Buckinghamshire’s two tier local government structure of County and 4 District Councils is no longer sustainable or fit for purpose.

Central government are implementing budget cuts that are forcing our councils to slash services whilst continuing to pay for five lots of councillors, administrations and overheads.

Our councils are out of date, out of touch and need urgent reform.

Some political leaders refuse to acknowledge reality and consistently block any changes that might threaten their positions.

We need local government that provides residents with services rather than squandering cash on itself.

Bucks Business First (The organisation that represents most of the Bucks business base) has offered to organise fund raising for an independent study in to the potential savings of a rationalised council structure for Bucks.

It is proposed to do this in a new innovative way that could potentially involve thousands of ordinary people, thus giving the project real impetuous. The proposal is to seek ‘Crowd Funding’ with a fund raising target of £25,000.

There are 50 local business people who will put up the first £2,500 (10%) by each contributing £50.

The balance will be raised by contributions from anyone who wants to see local government working for them.
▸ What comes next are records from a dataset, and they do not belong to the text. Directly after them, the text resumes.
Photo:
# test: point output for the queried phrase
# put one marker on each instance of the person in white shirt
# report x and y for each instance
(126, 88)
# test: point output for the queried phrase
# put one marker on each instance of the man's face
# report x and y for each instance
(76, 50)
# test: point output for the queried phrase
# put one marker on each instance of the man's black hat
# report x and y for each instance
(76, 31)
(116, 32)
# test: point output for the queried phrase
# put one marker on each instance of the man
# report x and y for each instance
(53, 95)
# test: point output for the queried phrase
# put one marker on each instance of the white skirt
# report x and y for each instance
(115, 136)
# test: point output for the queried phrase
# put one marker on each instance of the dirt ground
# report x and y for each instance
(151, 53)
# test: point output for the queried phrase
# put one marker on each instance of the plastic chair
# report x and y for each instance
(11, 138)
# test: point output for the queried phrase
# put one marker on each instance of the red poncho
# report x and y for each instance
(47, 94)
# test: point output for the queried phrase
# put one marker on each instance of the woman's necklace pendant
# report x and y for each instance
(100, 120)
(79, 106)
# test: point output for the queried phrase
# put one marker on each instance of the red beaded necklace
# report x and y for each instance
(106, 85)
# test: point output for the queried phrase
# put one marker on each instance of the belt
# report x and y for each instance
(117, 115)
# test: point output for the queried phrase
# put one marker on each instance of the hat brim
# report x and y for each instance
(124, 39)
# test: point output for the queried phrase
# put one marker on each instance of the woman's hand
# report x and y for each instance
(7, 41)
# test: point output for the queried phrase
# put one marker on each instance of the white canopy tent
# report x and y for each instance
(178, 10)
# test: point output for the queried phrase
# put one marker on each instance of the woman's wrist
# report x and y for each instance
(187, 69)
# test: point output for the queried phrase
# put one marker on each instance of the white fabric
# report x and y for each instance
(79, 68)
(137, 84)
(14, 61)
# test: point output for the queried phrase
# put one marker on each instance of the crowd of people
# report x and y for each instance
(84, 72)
The general public can contribute whatever amount, large or small, they feel appropriate.

Full details of the Crowd Funding scheme and how to contribute can be found at the following link. www.make-a-donation.org/articles/cutting-cost-local-government/

This is a very direct way for individuals to make their wishes known and to send a strong message to entrenched political leaders that they must listen.

Cllr Peter Cooper

Independent Aylesbury Vale District Council (Wingrave Ward)


I was at the hospital a few weeks ago with my neighbour.

Our final visit was to the pharmacy and I have to say it was disgusting the way the people working there behaved.

They were like children.

There are two windows and you can sit and observe the people working on your prescriptions.

We saw staff laughing, eating biscuits, adjusting their hair etc.

Do these people not understand we on the outside are not well, we just want to get home.

The way these people put together the medicines it must be very simple. So why does it take so long for our tablets?

Maybe they should all just shut up and get the job done.

I wonder how many other people have seen this behaviour and said nothing.

Come on Stoke Mandeville up your game.

Mrs Wilson Derryman

Address supplied


The glass Travel Information Centre outside Aylesbury bus station appears to have been abandoned.

I suggest it should be filled with water and tropical fish to soothe people as they contemplate just how much money has been wasted on this white elephant.

Giles du Boulay

Malvern Road, Aylesbury


Your item headlined ‘ Church’s fears over HS2 graves’ in last week’s edition, highlights the concerns of people about the treatment of burial grounds and human remains as a result of the building of HS2.

One of the sites mentioned is that of the former 12th century church of St.Mary the Virgin at Stoke Mandeville.

The church was first built in 1170 and remained in use until 1866 when the current church was built nearer to the village centre although burials continued there until 1908.

Descendants of some of those buried in the churchyard and surrounding area still live in the village.

The church was destroyed for safety reasons in 1966, de consecrated in 1993 and sold to the Stoke Mandeville Parish Council by the Church Commissioners in 1994.

The Parish Council currently maintains the site where grave stones can be seen and part of the ruined church wall which lies beneath rubble and debris.

Work undertaken by the Buckinghamshire Archaeological Association has revealed that 2,600 graves could remain.

Not only will tracks for the high speed line pass directly through the site it will also include a maintenance loop to provide two sidings, alongside the proposed high speed line, for stabling maintenance trains.

The Parish Council in its Petition against the hybrid Bill therefore contends that this is one of the most archaeology important sites impacted by HS2 between London and Birmingham and construction proposals could destroy important historic remains that are yet to be discovered.